Alice Hartley's Happiness

Finished April 29
Alice Hartley's Happiness by Philippa Gregory

My mom bought this book last summer when we were in a discount book store. The reason she bought it is that Alice Hartley was also my (paternal) grandmother's name. Scanning the back cover where it said "Alice Hartley is a woman in her prime. Yet she is not happy. Her husband refuses to respond to her mature delights, leaving her powerless as his interest strays elsewhere. ..." grabbed our attention. When my grandma asked me for books, she was always careful to tell me "no sex", so this description seemed too funny.
My mom read it last summer, often laughing out loud and reading me passages. It's been sitting in my pile since then, and since I've been sick for a few days it seemed a nice light read, and it was perfect.

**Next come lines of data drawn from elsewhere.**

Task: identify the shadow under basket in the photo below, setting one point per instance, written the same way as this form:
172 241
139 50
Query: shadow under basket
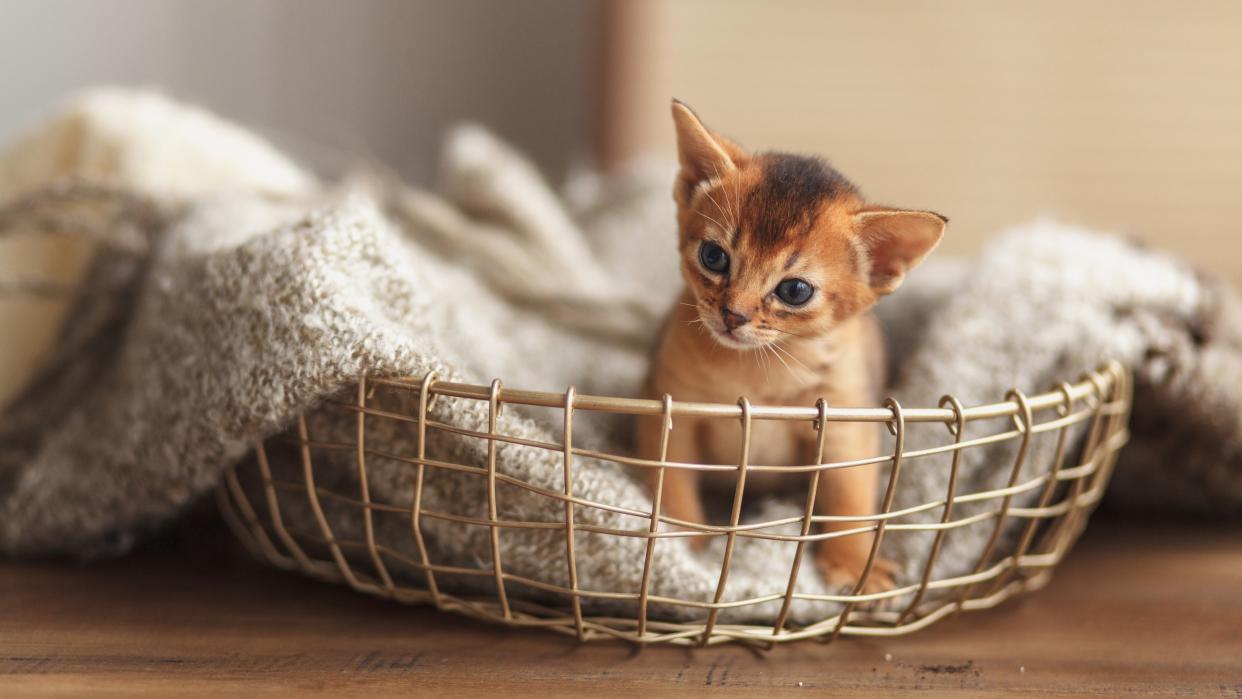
1028 522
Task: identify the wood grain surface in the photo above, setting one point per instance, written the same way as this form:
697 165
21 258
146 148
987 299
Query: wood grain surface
1137 610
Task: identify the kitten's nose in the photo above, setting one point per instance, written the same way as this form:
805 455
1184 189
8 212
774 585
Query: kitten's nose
732 320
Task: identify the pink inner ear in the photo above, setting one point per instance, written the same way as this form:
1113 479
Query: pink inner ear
897 242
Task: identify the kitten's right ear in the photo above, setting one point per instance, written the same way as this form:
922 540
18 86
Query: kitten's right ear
702 154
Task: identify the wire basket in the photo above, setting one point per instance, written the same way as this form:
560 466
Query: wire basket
1033 520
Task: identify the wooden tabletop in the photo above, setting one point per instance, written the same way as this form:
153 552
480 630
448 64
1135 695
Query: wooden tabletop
1138 608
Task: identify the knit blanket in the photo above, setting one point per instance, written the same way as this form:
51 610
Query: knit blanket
211 317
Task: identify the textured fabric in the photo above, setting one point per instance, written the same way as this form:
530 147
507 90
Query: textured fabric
245 309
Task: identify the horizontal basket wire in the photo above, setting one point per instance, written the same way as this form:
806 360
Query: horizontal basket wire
1045 529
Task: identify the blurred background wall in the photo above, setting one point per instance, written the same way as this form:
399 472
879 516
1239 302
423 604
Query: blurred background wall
379 78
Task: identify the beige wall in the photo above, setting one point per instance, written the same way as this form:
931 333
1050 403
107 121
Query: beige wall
380 78
1122 116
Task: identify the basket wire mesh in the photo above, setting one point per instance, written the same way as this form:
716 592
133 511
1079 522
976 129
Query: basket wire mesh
1099 402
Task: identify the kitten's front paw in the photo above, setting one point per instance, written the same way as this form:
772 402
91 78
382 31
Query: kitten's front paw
842 569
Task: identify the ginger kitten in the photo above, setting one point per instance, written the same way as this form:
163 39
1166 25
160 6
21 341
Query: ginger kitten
783 260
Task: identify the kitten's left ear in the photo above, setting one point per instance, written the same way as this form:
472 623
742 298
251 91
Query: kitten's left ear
896 242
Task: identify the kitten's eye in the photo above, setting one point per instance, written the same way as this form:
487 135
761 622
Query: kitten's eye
795 292
713 257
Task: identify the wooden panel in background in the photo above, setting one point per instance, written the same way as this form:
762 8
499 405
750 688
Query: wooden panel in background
1119 116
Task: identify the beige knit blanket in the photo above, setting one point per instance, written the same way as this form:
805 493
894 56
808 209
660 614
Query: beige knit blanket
213 315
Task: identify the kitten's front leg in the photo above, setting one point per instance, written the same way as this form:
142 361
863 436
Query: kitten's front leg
851 492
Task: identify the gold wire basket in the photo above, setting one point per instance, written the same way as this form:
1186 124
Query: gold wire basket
1040 529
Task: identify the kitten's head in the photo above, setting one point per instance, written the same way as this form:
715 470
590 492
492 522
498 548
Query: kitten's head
780 247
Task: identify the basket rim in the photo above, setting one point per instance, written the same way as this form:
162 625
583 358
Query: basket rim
1092 384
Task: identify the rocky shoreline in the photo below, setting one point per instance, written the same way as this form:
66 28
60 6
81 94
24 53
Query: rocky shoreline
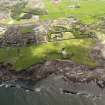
70 70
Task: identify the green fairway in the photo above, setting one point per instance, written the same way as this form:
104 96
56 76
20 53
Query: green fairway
89 12
36 54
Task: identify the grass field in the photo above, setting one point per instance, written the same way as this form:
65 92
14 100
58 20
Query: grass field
50 51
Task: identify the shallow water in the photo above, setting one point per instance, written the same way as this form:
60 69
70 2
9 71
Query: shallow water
49 92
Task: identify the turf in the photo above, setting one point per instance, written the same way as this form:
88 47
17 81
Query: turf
26 56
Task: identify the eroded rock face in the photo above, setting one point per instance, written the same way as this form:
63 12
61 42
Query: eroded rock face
69 69
98 53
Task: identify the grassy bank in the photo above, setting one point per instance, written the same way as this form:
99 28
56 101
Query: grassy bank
26 56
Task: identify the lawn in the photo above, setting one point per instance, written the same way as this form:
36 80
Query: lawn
50 51
89 12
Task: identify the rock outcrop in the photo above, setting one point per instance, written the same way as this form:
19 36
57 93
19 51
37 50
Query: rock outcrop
69 69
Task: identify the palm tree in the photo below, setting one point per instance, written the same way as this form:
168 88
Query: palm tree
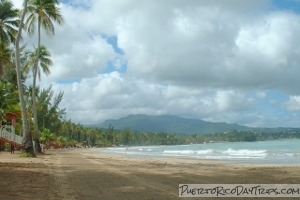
41 12
5 57
8 29
27 142
45 62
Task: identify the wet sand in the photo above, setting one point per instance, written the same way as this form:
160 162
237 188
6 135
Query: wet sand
82 174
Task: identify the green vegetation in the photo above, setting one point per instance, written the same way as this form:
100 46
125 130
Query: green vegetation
44 120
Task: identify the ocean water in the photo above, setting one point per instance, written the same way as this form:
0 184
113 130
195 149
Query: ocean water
262 152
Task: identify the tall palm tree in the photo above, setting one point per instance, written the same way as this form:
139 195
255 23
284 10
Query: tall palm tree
44 63
9 22
5 57
27 142
42 12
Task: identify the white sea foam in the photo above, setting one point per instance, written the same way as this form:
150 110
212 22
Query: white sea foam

I think of Philippa Gregory for her historical novels, well-researched and with great characterization. This book shows the research and characterization, but is a total hoot. It's a send-up of romance novels, but with a nice humorous base in the men versus women power struggle. Alice takes advantage where she sees it, and finds that she sees what appeals to not only women her age, but many other women and some men too.
One of my favourite lines: "Why do they never learn - these fictional characters who so blithely trigger their own denouement?" I also loved the session with the young mothers doing affirmations.
A wonderful, side-splitting, grin-inducing novel. Enjoy it.